DevOps is here and it seems to be what everyone in IT service management (ITSM) is buzzing about. So what are the goals and how do we know it’s not just the next hot kitchen color for this year? DevOps is a cultural and professional movement that stresses communication, collaboration and integration between software developers and IT operations professionals while leveraging agile, lean and traditional ITSM practices.
Stakeholders on the development side will include, but not be limited to, all of the people involved in developing software products and services. On the operations side it will include, but not be limited to, all of the people involved in delivering and managing those software products and services and the underlying IT infrastructure on which it is being delivered.

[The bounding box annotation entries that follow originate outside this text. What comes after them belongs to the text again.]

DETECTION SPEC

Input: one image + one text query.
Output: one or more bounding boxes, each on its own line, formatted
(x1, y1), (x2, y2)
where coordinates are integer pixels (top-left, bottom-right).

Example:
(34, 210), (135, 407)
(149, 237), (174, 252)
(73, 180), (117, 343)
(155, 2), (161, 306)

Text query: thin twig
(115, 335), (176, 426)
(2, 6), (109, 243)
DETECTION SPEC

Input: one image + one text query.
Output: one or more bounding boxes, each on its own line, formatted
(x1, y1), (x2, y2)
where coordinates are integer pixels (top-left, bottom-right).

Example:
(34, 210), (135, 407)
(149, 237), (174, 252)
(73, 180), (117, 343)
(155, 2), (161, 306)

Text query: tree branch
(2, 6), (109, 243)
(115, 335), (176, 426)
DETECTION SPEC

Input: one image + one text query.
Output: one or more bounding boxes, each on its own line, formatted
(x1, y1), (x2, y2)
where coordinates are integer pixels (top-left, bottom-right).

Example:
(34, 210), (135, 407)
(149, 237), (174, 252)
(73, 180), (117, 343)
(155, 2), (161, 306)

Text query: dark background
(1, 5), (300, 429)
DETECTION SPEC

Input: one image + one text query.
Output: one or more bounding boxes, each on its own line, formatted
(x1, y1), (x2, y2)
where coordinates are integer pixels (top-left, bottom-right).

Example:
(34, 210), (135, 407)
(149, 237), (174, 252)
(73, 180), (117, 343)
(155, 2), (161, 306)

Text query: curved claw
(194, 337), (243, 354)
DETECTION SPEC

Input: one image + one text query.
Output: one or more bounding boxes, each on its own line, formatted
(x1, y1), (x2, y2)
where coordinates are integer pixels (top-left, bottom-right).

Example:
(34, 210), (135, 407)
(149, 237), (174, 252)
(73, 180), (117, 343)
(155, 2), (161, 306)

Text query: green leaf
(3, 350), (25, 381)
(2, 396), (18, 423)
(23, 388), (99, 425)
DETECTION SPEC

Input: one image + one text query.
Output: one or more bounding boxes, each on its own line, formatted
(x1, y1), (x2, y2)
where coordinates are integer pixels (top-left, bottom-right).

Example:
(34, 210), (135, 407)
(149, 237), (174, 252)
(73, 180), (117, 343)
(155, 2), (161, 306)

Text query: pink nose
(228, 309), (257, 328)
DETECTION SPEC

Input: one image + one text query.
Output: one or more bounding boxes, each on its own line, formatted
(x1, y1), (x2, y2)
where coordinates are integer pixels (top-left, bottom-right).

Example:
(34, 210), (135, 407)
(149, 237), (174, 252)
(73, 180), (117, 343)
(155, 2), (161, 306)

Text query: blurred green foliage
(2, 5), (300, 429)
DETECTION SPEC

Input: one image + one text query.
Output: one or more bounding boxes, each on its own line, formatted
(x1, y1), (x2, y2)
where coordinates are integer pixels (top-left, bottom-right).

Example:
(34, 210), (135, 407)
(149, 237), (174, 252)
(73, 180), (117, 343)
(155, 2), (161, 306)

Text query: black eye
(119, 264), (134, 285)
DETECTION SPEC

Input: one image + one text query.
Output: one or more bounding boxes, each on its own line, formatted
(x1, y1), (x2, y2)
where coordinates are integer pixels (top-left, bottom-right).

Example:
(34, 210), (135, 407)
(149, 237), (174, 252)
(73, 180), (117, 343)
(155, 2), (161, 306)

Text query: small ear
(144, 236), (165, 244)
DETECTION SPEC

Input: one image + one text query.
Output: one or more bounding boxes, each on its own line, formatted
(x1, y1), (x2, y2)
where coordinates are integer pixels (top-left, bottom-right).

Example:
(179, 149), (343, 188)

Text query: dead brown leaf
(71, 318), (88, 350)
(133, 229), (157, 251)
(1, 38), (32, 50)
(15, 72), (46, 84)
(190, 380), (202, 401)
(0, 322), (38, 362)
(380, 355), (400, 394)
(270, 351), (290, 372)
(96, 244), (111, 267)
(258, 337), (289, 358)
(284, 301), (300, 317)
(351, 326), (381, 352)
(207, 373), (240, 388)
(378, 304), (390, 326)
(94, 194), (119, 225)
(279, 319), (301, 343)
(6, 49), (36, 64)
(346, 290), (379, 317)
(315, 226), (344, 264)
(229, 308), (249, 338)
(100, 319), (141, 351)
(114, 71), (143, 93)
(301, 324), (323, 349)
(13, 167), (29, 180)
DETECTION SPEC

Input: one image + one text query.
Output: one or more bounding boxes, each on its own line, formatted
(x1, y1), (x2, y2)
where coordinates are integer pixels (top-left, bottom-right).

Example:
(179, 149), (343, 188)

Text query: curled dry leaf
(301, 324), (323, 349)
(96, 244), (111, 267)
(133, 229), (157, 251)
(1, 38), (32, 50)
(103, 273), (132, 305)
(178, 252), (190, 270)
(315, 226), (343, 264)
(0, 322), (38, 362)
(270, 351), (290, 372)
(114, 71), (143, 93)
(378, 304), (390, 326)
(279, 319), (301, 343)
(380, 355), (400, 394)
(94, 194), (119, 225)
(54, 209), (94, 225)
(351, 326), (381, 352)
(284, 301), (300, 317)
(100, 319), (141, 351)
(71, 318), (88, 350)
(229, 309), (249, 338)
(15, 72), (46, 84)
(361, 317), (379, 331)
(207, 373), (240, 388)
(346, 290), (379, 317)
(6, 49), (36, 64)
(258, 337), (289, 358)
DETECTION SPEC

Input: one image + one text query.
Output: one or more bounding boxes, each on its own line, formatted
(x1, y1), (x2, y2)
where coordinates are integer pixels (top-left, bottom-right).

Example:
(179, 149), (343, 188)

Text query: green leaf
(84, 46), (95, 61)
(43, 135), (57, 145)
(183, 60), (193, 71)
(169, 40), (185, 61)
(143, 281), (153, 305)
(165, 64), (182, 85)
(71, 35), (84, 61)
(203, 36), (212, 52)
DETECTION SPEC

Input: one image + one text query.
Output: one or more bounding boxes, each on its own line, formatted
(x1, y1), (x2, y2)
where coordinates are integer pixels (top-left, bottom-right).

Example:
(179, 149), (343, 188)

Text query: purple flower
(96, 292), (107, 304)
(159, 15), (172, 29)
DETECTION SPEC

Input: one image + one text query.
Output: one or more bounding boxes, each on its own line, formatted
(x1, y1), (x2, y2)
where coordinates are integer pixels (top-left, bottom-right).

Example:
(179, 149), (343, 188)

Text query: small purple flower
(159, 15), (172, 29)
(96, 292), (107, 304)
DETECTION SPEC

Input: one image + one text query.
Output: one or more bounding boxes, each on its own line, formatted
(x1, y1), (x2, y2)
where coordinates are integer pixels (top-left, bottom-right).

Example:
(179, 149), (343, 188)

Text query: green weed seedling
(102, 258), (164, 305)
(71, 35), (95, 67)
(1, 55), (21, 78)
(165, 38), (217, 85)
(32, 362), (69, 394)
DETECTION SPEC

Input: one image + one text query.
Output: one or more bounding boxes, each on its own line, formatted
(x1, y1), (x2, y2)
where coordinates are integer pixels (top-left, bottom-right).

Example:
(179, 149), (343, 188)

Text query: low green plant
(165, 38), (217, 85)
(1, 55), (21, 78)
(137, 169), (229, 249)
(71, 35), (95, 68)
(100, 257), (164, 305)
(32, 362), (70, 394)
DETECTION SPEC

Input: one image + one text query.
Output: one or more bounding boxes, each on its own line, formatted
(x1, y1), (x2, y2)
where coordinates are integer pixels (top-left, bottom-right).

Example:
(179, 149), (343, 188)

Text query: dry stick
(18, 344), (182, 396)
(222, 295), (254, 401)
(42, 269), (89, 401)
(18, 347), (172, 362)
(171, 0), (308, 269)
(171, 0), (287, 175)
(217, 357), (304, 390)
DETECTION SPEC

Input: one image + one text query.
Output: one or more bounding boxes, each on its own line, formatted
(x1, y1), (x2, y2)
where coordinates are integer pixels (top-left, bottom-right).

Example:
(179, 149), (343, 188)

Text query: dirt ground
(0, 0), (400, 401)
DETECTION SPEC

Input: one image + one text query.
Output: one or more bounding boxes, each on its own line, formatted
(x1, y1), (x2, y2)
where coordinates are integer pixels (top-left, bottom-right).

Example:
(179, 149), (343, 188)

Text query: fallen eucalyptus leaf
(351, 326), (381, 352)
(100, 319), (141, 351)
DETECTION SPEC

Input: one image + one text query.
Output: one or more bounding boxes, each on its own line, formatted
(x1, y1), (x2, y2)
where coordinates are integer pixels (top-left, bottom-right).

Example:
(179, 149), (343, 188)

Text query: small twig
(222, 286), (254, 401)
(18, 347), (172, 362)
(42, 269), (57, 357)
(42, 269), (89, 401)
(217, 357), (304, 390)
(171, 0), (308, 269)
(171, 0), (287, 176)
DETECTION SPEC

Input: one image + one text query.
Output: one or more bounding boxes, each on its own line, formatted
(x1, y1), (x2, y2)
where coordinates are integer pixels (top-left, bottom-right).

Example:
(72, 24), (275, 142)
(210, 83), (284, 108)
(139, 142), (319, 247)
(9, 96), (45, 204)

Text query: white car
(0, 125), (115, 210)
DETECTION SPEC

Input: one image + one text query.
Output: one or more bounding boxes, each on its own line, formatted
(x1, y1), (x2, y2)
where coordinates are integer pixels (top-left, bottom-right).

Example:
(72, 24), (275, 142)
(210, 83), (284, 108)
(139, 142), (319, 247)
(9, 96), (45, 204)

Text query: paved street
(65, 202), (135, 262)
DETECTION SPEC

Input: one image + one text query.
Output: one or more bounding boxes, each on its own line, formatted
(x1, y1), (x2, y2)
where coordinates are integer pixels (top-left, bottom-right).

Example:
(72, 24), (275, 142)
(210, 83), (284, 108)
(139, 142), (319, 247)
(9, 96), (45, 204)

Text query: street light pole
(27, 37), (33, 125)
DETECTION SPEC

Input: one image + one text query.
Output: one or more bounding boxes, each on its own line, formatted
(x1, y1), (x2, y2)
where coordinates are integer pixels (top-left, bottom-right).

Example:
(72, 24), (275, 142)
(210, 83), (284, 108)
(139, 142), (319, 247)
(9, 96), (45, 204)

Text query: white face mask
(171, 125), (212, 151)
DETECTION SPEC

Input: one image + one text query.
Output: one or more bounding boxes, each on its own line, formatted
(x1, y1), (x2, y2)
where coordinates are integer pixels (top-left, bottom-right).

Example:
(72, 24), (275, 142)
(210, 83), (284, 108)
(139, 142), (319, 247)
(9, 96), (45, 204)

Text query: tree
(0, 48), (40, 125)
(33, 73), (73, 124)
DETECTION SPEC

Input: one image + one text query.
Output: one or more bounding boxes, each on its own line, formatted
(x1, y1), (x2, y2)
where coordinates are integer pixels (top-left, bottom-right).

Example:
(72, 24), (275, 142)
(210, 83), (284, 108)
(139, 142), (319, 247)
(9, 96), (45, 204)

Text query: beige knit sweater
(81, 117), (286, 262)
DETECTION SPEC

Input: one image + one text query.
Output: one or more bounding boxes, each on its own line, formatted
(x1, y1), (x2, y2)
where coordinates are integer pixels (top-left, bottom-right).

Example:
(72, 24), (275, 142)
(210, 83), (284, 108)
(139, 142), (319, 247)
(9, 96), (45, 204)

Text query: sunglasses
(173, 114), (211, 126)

The goals are to better align IT responsiveness to business needs, smaller more frequent releases, reduce risk, increase flow, improve quality and reduce time to market. These can only be accomplished by understanding the entire value stream, including the lead times and cycle times of the different areas that make up your value stream.
Let’s take a look at the top five predictors of IT performance and see how engaging DevOps practices enhances our ability to become high-performing teams.
- The peer review change approval process provides enhanced and effective communication. When technical teams hold themselves accountable for the quality of their code through peer review their performance increases, resulting in 200 more times frequent code deployments, according to Puppet Labs’ “2016 State of DevOps Report.” Allows for an on demand deployment (multiple, daily releases) structure.
- Version control for all production artifacts. This provides a single source of truth for all changes. An integrated and automated tool chain along with practices such as continuous integration result in a three times lower failure rate, according to the report.
- Proactive monitoring enables teams to diagnose and solve problems faster and have a higher degree of accountability. Tie that in with a single source of truth and that results in 24 times faster mean time to recovery (MTTR), the report noted.
- High-trust organizational cultures allow for experimentation and learning, allowing people to take intelligent risks. Having this culture promotes the idea that repetition and practice is the prerequisite to mastery. According to the Puppet Labs report, organizations with high NPS (Net Promoter Score) have shown much higher levels of employee retention and are 2.2 times more likely to recommend their company as a good place to work.
- A win-win relationship between Dev and Ops. It’s not Dev versus Ops, it’s Dev and Ops. Shifting left is about building quality into the software development process. When you shift left, fewer things break in production because issues are detected and resolved earlier. By building quality into the software development cycle, high-performing teams spend less time on unplanned work. We also found they spend less time remediating issues and spend more time on new, value-add work.